A 23-year-female had been diagnosed with tubercular meningitis 7 months previously. She had a poor compliance with medication and presented with a 2 week history of recurrence of fever, continuous headache, and vomiting followed by altered sensorium for 1 day. On examination she was emaciated and stuporous with wincing to painful stimuli but no motor response. She had persistent downgaze (a) with intermittent downbeating nystagmus. Her pupils were not reactive to light and fundoscopic examination revealed bilateral optic disc pallor. Her knee and ankle jerks were absent. Anatomical localisation to the cervico-medullary junction (CVJ) was made in view of the downbeat nystagmus. Gadolinium-enhanced magnetic resonance imaging of her brain and whole spine revealed obstructive hydrocephalus, and extensive exudates around the base of brainstem as well as around the CVJ with myelitis (b, T2-weighted sagittal image of the CVJ and cervical spine; c, T1-weighted contrast-enhanced sagittal image of CVJ and cervical spine; d, T1-weighted contrast-enhanced axial image of the brain; and E, T1-weighted contrast-enhanced sagittal image of the brain). In addition, there was extensive spinal arachnoiditis until the cauda equina and distal nerve roots (f, T1-weighted contrast-enhanced sagittal image of the lower thoracic and lumbosacral spine). Cerebrospinal fluid analysis revealed 450 cells/mm³ (95% lymphocytes), a protein level of 622 mg%, and a glucose level of 14 mg%. The GenXpert Ultra test for Mycobacterium tuberculosis came positive (rifampicin sensitive).

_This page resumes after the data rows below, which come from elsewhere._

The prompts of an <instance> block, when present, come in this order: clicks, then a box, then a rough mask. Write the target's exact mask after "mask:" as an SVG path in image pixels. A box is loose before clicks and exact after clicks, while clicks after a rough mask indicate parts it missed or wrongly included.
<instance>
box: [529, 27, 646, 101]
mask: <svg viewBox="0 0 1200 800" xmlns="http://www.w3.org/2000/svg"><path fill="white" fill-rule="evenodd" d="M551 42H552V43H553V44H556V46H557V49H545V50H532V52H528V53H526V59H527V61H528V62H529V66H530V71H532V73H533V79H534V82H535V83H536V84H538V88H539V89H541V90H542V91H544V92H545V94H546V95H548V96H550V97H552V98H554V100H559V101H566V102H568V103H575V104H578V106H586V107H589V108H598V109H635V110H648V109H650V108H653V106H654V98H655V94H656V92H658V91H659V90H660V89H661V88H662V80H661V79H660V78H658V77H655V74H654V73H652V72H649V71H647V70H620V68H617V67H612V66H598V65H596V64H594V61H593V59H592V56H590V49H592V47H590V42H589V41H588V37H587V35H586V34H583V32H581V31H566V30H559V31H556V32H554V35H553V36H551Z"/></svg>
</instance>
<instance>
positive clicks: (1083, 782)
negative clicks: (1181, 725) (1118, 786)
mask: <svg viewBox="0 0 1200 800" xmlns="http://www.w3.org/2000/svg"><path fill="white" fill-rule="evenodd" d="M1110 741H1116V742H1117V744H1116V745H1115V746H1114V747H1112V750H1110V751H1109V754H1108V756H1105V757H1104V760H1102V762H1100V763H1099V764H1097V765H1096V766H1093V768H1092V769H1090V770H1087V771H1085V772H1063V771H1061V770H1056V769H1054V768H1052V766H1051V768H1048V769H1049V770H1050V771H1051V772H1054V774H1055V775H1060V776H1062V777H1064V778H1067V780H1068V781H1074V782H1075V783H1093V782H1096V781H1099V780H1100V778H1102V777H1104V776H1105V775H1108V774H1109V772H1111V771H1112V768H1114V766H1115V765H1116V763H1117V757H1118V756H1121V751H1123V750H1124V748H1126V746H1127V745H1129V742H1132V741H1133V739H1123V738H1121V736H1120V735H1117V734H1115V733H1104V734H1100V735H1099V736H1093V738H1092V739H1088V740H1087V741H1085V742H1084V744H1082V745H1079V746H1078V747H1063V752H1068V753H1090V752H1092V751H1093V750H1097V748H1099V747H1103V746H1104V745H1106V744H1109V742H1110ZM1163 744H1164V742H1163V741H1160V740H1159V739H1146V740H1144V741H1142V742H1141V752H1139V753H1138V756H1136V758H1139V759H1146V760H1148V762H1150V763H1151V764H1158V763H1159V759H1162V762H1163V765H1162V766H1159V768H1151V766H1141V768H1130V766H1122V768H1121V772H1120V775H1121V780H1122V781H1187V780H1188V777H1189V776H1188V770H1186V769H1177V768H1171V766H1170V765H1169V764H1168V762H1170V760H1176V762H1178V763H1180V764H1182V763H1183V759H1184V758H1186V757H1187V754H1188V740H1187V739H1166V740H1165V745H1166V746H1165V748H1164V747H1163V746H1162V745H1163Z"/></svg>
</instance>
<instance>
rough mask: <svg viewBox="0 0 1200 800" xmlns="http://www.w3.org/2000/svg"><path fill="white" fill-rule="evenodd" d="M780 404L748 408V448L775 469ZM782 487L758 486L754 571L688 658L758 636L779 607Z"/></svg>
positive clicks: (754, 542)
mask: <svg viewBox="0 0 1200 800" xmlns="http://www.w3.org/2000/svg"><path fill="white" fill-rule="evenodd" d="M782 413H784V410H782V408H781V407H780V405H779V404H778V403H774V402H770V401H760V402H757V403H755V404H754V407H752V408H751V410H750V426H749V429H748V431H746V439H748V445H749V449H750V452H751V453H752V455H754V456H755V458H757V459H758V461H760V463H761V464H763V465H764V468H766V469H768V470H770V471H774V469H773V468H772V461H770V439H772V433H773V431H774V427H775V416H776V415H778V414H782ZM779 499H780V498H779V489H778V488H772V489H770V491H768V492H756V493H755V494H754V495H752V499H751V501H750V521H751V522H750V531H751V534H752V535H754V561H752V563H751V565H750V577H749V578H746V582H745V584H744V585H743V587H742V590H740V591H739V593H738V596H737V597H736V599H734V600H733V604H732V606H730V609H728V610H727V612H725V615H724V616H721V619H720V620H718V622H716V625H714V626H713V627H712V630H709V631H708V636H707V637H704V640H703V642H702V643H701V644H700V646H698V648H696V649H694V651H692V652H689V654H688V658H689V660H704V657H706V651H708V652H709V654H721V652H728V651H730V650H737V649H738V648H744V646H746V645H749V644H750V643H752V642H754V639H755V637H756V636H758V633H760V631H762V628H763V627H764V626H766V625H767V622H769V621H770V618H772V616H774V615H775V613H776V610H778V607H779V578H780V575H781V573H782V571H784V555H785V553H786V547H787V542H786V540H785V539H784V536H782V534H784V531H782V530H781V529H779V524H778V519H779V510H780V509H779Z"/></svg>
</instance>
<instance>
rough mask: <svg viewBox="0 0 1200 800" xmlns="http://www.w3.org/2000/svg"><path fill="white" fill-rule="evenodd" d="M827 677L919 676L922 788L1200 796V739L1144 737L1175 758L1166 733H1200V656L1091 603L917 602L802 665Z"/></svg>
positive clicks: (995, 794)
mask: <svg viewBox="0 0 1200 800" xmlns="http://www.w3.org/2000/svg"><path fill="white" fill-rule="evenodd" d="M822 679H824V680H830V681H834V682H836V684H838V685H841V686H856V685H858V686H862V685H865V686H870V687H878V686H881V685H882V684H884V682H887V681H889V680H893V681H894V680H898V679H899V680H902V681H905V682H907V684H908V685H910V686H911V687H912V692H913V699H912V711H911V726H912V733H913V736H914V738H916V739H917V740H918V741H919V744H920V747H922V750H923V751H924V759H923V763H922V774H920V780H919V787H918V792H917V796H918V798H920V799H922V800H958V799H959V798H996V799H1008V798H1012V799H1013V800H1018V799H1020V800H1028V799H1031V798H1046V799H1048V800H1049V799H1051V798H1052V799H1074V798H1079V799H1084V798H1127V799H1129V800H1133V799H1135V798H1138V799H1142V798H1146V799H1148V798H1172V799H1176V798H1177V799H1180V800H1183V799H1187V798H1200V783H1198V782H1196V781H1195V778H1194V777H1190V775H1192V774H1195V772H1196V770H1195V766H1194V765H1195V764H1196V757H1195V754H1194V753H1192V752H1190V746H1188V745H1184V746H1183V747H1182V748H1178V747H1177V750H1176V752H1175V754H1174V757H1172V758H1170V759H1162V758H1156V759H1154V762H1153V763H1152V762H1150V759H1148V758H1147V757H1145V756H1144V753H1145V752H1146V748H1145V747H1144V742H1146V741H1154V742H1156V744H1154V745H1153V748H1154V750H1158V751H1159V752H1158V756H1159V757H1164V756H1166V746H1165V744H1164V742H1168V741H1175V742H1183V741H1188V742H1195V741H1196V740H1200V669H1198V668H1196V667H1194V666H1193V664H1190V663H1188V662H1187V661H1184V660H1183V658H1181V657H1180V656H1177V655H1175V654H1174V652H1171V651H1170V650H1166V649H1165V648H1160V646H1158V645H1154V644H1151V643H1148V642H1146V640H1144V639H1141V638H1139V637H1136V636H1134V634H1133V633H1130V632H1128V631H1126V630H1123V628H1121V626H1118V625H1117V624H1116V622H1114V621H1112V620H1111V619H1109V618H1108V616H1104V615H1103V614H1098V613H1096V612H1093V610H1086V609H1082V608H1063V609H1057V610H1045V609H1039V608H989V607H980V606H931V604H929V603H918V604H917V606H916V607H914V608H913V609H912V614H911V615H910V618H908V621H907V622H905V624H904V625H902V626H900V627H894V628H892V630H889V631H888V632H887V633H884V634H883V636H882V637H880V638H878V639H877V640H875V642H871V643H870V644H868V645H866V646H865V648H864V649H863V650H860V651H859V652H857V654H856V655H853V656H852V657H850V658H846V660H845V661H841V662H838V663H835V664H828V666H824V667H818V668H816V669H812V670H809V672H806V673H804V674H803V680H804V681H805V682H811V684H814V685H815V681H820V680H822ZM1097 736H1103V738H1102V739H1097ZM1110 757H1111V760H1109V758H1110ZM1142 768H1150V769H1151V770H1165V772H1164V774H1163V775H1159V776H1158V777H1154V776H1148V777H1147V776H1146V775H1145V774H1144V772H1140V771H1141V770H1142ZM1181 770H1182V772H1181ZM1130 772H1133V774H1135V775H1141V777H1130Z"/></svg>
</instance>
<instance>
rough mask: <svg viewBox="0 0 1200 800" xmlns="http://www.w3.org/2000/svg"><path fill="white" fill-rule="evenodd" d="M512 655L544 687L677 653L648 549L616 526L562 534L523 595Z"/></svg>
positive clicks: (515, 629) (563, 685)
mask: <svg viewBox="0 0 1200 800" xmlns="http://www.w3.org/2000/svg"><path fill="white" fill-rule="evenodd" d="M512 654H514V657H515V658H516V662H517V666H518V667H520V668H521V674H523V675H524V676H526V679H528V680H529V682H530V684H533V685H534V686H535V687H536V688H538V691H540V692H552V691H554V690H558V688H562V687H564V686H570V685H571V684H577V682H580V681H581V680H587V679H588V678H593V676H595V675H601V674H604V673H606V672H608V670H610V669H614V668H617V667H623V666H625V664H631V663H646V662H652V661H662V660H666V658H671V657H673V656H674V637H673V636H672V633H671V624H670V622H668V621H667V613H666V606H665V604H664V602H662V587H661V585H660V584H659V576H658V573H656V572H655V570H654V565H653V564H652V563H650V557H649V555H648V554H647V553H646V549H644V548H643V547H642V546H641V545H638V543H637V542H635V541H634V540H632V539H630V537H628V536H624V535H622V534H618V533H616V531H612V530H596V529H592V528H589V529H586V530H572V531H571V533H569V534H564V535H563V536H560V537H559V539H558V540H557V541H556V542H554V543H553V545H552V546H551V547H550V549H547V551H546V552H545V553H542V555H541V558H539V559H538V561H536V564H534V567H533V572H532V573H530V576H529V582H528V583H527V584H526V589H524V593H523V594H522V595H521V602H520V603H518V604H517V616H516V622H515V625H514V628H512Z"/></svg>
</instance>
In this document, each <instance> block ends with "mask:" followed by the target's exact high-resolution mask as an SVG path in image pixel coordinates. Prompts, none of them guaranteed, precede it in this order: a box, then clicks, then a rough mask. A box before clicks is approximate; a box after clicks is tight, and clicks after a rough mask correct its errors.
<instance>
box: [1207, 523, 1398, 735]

The cytology, cryptococcal antigen and India ink tests were negative. She was started on antitubercular treatment (rifampicin, isoniazid, pyrazinamide and streptomycin) along with intravenous dexamethasone and she underwent ventriculoperitoneal shunting. She became conscious and oriented immediately after the shunt procedure and continued to improve further.

Figure 7.

A 24-year-female developed fever and headache, followed by bilateral diminution of vision over a duration of 4 months. She was diagnosed with tubercular meningitis and started on antitubercular treatment (rifampicin, isoniazid, pyrazinamide, and ethambutol) at a private hospital. She deteriorated and presented to our emergency services. Examination revealed meningeal signs, a visual acuity of 6/18 in her right eye and 6/36 in her left eye, with bilateral optic disc pallor (d, left eye and E, right eye) and bilateral VI cranial nerve palsies (left > right). Gadolinium-enhanced magnetic resonance (MR) imaging showed diffuse leptomeningitis with extensive optochiasmatic arachnoiditis (a, T1-weighted contrast-enhanced axial image) and hydrocephalus (b, T1-weighted contrast-enhanced axial image). MR angiography revealed severe attenuation of the left supraclinoid internal carotid artery and the M1 segment of the left middle cerebral artery with attenuation of left-sided collaterals (c). Ethambutol was substituted with streptomycin and she was started on corticosteroids and thalidomide due to the extensive exudates. (f) and (g) show T1-weighted contrast-enhanced axial brain MR images after 1 and 2 months of thalidomide, respectively with marked reduction in the exudates.